The following policy provides permissions for enabling synchronization of replicated data into the deployment.

{
    "Version": "2012-10-17",
    "Statement": [
        {
            "Effect": "Allow",
            "Action": [
                "s3:GetReplicationConfiguration",
                "s3:ListBucket",
                "s3:ListBucketMultipartUploads",
                "s3:GetBucketLocation",
                "s3:GetBucketVersioning",
                "s3:GetBucketObjectLockConfiguration",
                "s3:GetEncryptionConfiguration"
            ],
            "Resource": [
                "arn:aws:s3:::*"
            ],
            "Sid": "EnableReplicationOnBucket"
        },
        {
            "Effect": "Allow",
            "Action": [
                "s3:GetReplicationConfiguration",
                "s3:ReplicateTags",
                "s3:AbortMultipartUpload",
                "s3:GetObject",
                "s3:GetObjectVersion",
                "s3:GetObjectVersionTagging",
                "s3:PutObject",
                "s3:PutObjectRetention",
                "s3:PutBucketObjectLockConfiguration",
                "s3:PutObjectLegalHold",
                "s3:DeleteObject",
                "s3:ReplicateObject",
                "s3:ReplicateDelete"
            ],
            "Resource": [
                "arn:aws:s3:::*"
            ],
            "Sid": "EnableReplicatingDataIntoBucket"
        }
    ]
}
  • The "EnableReplicationOnBucket" statement grants permission for a remote target to retrieve bucket-level configuration for supporting replication operations on all buckets in the MinIO deployment. To restrict the policy to specific buckets, specify those buckets as an element in the Resource array similar to "arn:aws:s3:::bucketName".
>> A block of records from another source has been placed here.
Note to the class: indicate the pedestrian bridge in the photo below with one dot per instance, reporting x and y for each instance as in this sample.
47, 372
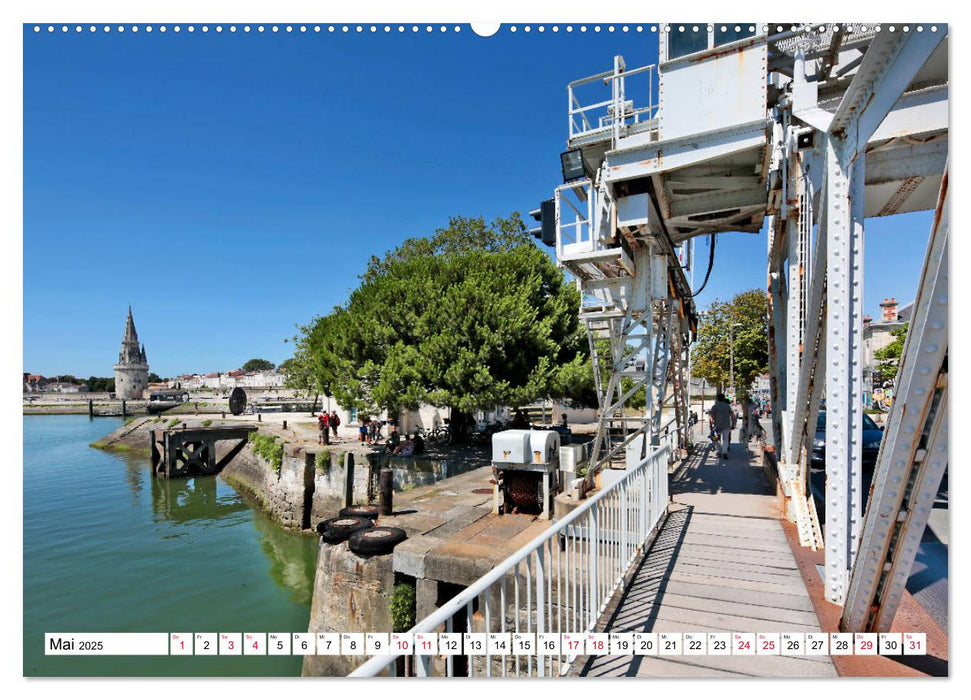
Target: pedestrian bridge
674, 546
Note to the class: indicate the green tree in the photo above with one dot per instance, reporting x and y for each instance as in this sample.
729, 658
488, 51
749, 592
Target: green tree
888, 358
471, 317
258, 365
742, 323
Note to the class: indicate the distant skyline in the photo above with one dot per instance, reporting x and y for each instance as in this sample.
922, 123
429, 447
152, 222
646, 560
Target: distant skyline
230, 187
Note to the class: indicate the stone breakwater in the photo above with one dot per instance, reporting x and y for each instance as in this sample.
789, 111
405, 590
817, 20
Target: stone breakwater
313, 482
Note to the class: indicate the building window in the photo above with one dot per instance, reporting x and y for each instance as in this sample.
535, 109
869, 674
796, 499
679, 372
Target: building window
686, 42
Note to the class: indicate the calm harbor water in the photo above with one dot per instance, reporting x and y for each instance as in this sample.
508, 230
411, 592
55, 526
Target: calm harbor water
109, 548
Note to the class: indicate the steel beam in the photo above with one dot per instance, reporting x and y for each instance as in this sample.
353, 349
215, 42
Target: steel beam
844, 375
890, 64
913, 455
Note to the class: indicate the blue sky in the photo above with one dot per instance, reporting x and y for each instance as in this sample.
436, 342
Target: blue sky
230, 186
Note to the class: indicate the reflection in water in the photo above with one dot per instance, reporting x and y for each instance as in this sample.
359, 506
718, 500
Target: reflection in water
147, 555
292, 559
189, 500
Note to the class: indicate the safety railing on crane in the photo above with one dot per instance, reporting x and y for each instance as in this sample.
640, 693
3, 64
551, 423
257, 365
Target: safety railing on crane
560, 582
584, 219
619, 113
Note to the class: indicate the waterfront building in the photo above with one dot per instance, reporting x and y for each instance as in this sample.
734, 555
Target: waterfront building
131, 372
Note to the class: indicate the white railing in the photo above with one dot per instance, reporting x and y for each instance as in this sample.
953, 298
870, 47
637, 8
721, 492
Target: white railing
616, 114
584, 219
561, 582
574, 219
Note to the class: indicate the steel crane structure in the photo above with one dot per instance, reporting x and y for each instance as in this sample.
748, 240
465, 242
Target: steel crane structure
802, 131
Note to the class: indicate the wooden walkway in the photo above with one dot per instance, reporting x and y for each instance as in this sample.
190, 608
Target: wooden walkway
720, 564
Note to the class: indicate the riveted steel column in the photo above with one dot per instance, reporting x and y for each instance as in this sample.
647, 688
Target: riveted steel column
844, 380
913, 453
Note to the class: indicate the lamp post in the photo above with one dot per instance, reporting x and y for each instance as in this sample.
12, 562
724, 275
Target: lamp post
731, 356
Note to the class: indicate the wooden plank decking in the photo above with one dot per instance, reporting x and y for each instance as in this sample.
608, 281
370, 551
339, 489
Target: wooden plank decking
720, 564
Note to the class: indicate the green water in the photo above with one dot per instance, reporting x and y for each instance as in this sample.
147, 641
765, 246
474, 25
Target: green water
109, 548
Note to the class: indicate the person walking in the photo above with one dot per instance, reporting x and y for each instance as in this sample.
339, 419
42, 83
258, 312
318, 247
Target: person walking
335, 422
323, 422
721, 417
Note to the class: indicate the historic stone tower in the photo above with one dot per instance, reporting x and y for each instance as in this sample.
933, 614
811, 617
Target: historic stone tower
131, 372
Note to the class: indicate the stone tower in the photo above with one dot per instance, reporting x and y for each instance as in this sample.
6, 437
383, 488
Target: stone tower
131, 372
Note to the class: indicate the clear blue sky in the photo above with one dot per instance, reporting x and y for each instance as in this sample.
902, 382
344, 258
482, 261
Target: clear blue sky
231, 186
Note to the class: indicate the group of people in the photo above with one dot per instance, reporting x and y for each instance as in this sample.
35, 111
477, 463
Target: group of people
369, 431
723, 419
327, 422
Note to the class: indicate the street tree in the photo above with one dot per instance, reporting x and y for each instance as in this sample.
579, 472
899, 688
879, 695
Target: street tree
888, 357
471, 317
742, 324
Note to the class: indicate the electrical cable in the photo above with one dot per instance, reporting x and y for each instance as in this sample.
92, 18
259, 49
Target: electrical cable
711, 263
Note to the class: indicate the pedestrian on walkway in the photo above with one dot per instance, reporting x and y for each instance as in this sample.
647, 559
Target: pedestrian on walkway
335, 422
323, 421
722, 418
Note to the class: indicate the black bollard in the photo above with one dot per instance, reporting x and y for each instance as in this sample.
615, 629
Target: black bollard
386, 492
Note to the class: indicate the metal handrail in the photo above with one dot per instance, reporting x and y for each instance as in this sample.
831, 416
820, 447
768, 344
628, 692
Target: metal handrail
611, 528
616, 114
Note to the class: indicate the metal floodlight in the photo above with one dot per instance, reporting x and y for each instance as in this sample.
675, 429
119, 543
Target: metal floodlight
572, 164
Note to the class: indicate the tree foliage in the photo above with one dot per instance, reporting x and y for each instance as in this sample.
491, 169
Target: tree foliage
888, 358
742, 323
471, 317
258, 365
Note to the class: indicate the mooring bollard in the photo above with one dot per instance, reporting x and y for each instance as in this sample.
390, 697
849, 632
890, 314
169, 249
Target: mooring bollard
386, 492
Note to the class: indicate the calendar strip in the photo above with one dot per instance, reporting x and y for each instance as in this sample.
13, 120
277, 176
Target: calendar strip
481, 644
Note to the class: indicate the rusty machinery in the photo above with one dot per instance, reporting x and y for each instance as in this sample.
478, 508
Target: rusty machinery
525, 466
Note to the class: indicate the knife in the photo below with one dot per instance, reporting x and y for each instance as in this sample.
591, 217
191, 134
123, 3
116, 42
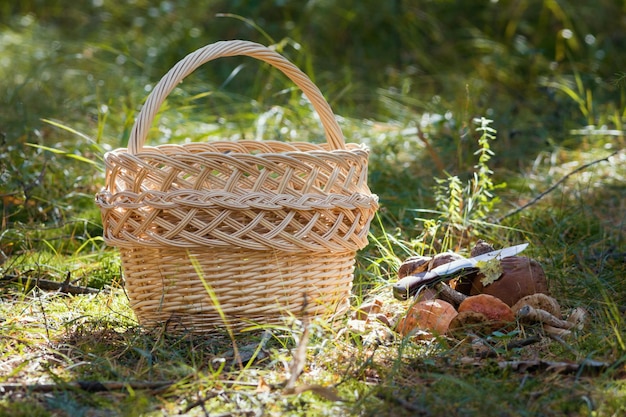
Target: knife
410, 285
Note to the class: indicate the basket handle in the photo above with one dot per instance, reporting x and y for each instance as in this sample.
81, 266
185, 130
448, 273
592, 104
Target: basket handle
188, 64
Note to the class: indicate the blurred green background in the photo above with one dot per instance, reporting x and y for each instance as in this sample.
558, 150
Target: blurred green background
406, 77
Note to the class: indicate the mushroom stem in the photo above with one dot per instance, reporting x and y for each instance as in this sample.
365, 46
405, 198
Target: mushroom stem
449, 294
529, 314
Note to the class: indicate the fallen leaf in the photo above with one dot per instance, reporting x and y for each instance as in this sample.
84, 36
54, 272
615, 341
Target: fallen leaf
491, 271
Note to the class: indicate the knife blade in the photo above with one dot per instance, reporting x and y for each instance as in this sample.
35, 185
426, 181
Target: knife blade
410, 285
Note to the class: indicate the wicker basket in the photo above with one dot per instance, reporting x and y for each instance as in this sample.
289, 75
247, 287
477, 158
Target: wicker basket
234, 233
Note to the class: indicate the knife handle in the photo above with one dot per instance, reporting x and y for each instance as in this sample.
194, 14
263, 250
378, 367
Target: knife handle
408, 286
  • The "EnableReplicatingDataIntoBucket" statement grants permission for a remote target to synchronize data into any bucket in the MinIO deployment. To restrict the policy to specific buckets, specify those buckets as an element in the Resource array similar to "arn:aws:s3:::bucketName/*".

Use the mc admin policy add to add this policy to each deployment acting as a replication target. Use mc admin user add to create a user on the deployment and mc admin policy set to associate the policy to that new user.

S3 Compatibility

The mc commandline tool is built for compatibility with the AWS S3 API and is tested MinIO and AWS S3 for expected functionality and behavior.

MinIO provides no guarantees for other S3-compatible services, as their S3 API implementation is unknown and therefore unsupported. While mc commands may work as documented, any such usage is at your own risk.